3 books that will make you a better person

If you want to be your best self, you have to have your views challenged. Here’s my top three books to make you a better person.

1. Resilience- Eric Greitens

“If you take responsibility for anything in your life, know that you’ll feel fear. That fear will manifest itself in many ways: fear of embarrassment, fear of failure, fear of hurt. Such fears are entirely natural and healthy, and you should recognize them as proof that you’ve chosen work worth doing. Every worthy challenge will inspire some fear.”

This is a deeply personal series of letters from Eric Greitens to a ex-navy seal buddy of his who is struggling with PTSD. In these letters Greitens explores themes of recovery, mental health, duty, honor and personal responsibility in a deeply intimate way. He draws on his own experiences as a navy seal, humanitarian and human being to provide a path to someone who is deeply lost in their own suffering.

Why it will make you a better person: This book, if written as a self help book would be just so-so, but the format of letters from the author to someone struggling to survive acts as a call to arms to engage with the world in a new way, and to be move forward with things as they are, rather than as we wish they were.

2. Crucial Conversations –Kerry Patterson and Joseph Grenny

“When under attack, our heart can take a similarly sudden and unconscious turn. When faced with pressure and strong opinions, we often stop worrying about the goal of adding to the pool of meaning and start looking for ways to win, punish, or keep the peace..”

This is a guide book to having difficult conversations when the stakes are high. It serves as a step by step walkthrough to having it out in a productive way for everyone involved. It also tackles why conversations are hard, and how we can be honest and minimise harm at the same time. This is not about skirting around the issues, or preserving peoples feelings at the expense of resolution, but understanding why feelings are on the line to begin with and how we all tell ourselves stories that may have unintended consequences.

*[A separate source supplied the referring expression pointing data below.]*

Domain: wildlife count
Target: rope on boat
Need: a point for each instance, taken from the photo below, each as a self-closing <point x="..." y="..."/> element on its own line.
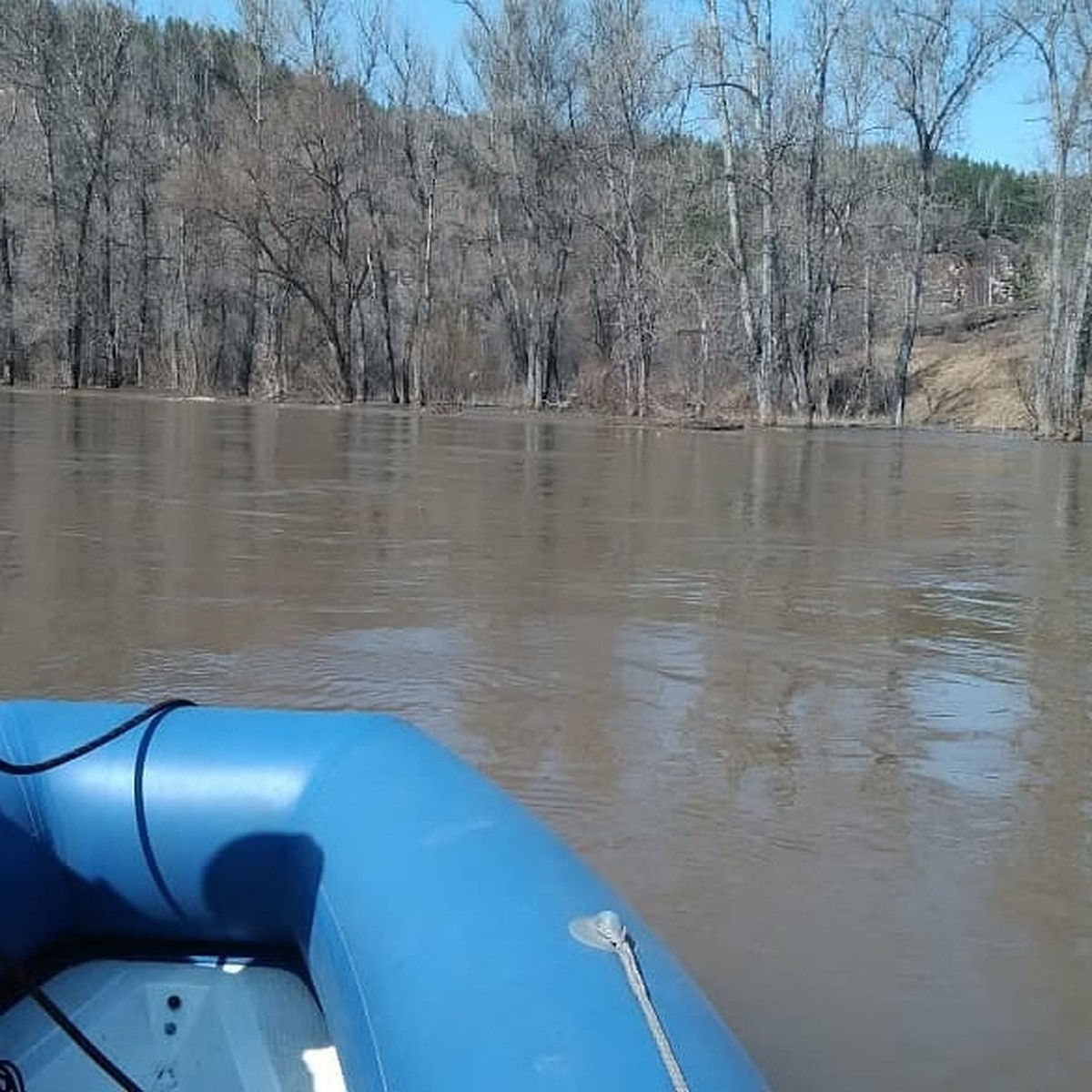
<point x="11" y="1079"/>
<point x="605" y="931"/>
<point x="27" y="769"/>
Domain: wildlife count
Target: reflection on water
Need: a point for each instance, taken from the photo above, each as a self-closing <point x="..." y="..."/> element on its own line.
<point x="819" y="704"/>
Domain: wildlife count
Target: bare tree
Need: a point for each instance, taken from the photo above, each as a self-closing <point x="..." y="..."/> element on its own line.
<point x="741" y="75"/>
<point x="632" y="99"/>
<point x="933" y="54"/>
<point x="1059" y="33"/>
<point x="522" y="58"/>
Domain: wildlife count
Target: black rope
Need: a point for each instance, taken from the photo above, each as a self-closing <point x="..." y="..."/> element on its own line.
<point x="54" y="1011"/>
<point x="25" y="770"/>
<point x="11" y="1080"/>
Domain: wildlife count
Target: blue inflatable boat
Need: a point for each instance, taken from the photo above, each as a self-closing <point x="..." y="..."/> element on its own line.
<point x="205" y="898"/>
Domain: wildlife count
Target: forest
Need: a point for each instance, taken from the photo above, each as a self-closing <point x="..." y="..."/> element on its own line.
<point x="724" y="216"/>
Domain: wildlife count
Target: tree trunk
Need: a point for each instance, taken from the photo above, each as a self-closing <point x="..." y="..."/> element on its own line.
<point x="913" y="292"/>
<point x="8" y="296"/>
<point x="1075" y="366"/>
<point x="1046" y="382"/>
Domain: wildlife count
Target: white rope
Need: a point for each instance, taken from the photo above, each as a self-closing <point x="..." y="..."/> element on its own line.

Why it will make you a better person: When examining why people tell stories, put up walls, and otherwise resist the truth, it’s hard not see that we do that ourselves all the time. In examining how to get past other peoples resistance and bring them into the conversation, we can easily see how we too are guilty of the same things when we feel threatened.

3. The Gift of Fear- Gavin deBecker.

“Every day, people engaged in the clever defiance of their own intuition become, in mid-thought, victims of violence and accidents. So when we wonder why we are victims so often, the answer is clear: It is because we are so good at it. A woman could offer no greater cooperation to her soon-to-be attacker than to spend her time telling herself, “But he seems like such a nice man.” Yet this is exactly what many people do. A woman is waiting for an elevator, and when the doors open she sees a man inside who causes her apprehension. Since she is not usually afraid, it may be the late hour, his size, the way he looks at her, the rate of attacks in the neighborhood, an article she read a year ago—it doesn’t matter why. The point is, she gets a feeling of fear. How does she respond to nature’s strongest survival signal? She suppresses it, telling herself: “I’m not going to live like that, I’m not going to insult this guy by letting the door close in his face.” When the fear doesn’t go away, she tells herself not to be so silly, and she gets into the elevator. Now, which is sillier: waiting a moment for the next elevator, or getting into a soundproofed steel chamber with a stranger she is afraid of? The inner voice is wise, and part of my purpose in writing this book is to give people permission to listen to it.” 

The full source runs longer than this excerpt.